Ainsi, le Québec a connu au cours des dernières années plusieurs importantes ruées au jalonnement :

  • dans le secteur des monts Otish, à la suite de l’annonce de la découverte de diamants dans des kimberlites;
  • dans la Fosse de l’Ungava, à la suite de l’annonce de la découverte de minéralisations en Ni-Cu-EGP associées à des unités ultramafiques au sud de la mine Raglan;
  • dans la région du Réservoir Opinaca, sur le territoire de la Baie-James, à la suite de l’annonce de minéralisations aurifères dans des veines de quartz recoupant des roches sédimentaires.
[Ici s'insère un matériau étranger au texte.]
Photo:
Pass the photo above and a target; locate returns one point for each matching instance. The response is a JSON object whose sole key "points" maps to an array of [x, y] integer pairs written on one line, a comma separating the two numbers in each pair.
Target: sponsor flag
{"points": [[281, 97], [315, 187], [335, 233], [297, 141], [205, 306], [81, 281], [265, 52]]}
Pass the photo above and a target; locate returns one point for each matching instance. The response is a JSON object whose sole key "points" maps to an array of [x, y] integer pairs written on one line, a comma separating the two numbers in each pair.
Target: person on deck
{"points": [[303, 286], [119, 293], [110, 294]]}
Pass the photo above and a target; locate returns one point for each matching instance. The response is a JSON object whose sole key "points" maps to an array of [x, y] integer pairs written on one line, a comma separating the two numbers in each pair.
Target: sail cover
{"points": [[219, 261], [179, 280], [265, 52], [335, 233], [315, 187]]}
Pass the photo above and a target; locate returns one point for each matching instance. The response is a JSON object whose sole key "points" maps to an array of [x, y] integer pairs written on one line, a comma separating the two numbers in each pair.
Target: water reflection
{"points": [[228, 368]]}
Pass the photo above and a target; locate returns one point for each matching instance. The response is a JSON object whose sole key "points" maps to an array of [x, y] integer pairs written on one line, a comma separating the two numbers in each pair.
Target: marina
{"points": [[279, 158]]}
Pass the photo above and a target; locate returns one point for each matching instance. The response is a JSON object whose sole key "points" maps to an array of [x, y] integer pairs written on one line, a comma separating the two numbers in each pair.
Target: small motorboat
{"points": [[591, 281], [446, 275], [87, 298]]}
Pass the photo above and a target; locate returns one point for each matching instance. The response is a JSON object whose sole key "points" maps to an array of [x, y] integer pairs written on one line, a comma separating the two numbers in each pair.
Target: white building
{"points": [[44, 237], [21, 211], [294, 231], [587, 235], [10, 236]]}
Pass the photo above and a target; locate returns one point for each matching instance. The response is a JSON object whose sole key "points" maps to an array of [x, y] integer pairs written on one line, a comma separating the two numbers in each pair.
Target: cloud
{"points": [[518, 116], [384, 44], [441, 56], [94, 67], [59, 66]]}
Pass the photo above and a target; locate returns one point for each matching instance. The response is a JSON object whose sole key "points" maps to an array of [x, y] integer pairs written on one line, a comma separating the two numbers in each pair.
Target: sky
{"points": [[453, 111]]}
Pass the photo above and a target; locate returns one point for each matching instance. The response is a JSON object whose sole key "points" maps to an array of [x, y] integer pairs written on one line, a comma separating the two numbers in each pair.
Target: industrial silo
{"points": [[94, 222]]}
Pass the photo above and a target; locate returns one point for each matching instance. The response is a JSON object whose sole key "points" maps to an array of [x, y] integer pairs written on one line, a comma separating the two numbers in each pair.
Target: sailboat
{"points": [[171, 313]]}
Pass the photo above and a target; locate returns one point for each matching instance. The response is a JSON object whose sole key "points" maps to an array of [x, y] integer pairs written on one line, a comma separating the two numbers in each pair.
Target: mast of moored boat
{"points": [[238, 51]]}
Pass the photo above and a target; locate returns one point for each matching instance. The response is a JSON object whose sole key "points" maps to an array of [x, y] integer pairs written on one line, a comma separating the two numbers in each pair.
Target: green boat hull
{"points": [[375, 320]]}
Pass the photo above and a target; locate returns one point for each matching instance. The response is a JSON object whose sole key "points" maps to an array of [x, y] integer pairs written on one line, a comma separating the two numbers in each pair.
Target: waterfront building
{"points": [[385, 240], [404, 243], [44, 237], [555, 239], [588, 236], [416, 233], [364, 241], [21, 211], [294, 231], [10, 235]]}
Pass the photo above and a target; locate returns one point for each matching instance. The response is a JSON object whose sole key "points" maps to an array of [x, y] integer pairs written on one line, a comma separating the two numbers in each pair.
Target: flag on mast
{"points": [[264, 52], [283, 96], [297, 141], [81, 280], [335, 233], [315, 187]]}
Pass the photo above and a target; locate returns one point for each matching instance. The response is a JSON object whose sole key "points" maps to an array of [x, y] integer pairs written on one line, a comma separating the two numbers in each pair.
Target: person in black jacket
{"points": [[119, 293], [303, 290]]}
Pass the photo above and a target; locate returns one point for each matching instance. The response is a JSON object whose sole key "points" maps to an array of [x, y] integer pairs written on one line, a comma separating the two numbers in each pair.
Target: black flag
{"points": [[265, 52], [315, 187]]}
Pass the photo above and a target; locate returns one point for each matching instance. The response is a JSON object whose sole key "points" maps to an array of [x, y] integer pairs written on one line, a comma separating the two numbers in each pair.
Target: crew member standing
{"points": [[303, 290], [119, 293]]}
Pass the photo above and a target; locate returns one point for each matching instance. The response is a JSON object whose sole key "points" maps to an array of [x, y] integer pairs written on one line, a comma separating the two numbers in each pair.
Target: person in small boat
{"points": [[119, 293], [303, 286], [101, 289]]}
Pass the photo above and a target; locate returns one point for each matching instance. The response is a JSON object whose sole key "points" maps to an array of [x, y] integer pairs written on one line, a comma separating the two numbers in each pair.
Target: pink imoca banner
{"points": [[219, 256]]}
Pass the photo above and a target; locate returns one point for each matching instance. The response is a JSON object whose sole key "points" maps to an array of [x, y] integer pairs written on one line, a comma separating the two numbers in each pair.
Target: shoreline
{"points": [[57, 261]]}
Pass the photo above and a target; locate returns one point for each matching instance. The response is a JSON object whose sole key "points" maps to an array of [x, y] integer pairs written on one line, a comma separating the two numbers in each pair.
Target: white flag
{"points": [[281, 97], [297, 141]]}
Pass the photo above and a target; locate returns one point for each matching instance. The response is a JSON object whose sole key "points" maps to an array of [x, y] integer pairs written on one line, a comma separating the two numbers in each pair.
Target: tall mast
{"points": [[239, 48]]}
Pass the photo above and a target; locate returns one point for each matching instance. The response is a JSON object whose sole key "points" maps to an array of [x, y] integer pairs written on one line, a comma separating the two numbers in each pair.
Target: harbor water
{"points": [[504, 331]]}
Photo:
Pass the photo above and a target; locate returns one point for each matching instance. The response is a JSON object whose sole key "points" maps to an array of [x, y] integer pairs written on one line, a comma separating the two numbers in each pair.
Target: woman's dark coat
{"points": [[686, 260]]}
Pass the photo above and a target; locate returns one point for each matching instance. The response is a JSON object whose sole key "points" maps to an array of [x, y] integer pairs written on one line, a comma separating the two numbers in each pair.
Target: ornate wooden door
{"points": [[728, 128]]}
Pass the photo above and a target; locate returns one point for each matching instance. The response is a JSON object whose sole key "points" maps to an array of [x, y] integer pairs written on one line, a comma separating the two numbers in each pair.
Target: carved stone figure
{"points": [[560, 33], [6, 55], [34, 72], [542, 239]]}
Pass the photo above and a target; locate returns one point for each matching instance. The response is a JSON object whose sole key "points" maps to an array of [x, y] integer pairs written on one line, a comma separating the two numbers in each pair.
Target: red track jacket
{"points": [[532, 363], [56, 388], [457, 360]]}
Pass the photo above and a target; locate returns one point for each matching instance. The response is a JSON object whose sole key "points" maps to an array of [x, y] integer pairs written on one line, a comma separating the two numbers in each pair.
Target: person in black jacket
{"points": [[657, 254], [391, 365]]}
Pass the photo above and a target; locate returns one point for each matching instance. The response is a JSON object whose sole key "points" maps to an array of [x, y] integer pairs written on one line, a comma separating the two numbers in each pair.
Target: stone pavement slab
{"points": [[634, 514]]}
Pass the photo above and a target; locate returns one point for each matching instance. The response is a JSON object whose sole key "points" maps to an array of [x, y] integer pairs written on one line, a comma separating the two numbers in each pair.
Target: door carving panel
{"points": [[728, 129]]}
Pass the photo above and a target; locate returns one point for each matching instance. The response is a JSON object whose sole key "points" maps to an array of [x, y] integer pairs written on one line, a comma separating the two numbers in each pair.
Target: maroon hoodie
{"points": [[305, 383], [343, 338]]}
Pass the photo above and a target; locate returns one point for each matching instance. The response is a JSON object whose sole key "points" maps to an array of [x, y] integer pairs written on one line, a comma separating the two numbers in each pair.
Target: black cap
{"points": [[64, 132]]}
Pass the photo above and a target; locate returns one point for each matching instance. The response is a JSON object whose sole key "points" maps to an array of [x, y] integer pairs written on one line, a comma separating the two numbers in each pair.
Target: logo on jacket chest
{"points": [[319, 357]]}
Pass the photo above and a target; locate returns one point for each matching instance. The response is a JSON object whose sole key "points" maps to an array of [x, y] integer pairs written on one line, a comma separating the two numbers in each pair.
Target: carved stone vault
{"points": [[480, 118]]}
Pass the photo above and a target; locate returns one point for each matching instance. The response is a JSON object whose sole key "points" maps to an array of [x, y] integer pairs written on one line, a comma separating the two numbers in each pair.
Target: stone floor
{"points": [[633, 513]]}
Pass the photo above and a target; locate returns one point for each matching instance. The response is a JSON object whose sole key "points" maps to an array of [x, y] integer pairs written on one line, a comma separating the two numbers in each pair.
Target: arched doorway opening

D’autres secteurs éveillent également l’intérêt pour la recherche du platine, notamment à l’ouest de Schefferville et pour le diamant, dans le secteur de Wemindji, du Réservoir Caniapiscau ainsi que de la rivière Nottaway. Le camp minier de Cadillac, en Abitibi, a aussi suscité de l’intérêt pour l’or et le potentiel de minéralisation en profondeur, à la suite des succès d’exploration sur le projet Westwood, à la mine LaRonde ainsi que la découverte du gisement Lapa. En fait, ce gisement représente vraisemblablement la plus importante découverte aurifère hors d’un site minier au Québec depuis plus d’une décennie. Plusieurs compagnies tentent de reproduire ces résultats sur les propriétés avoisinantes.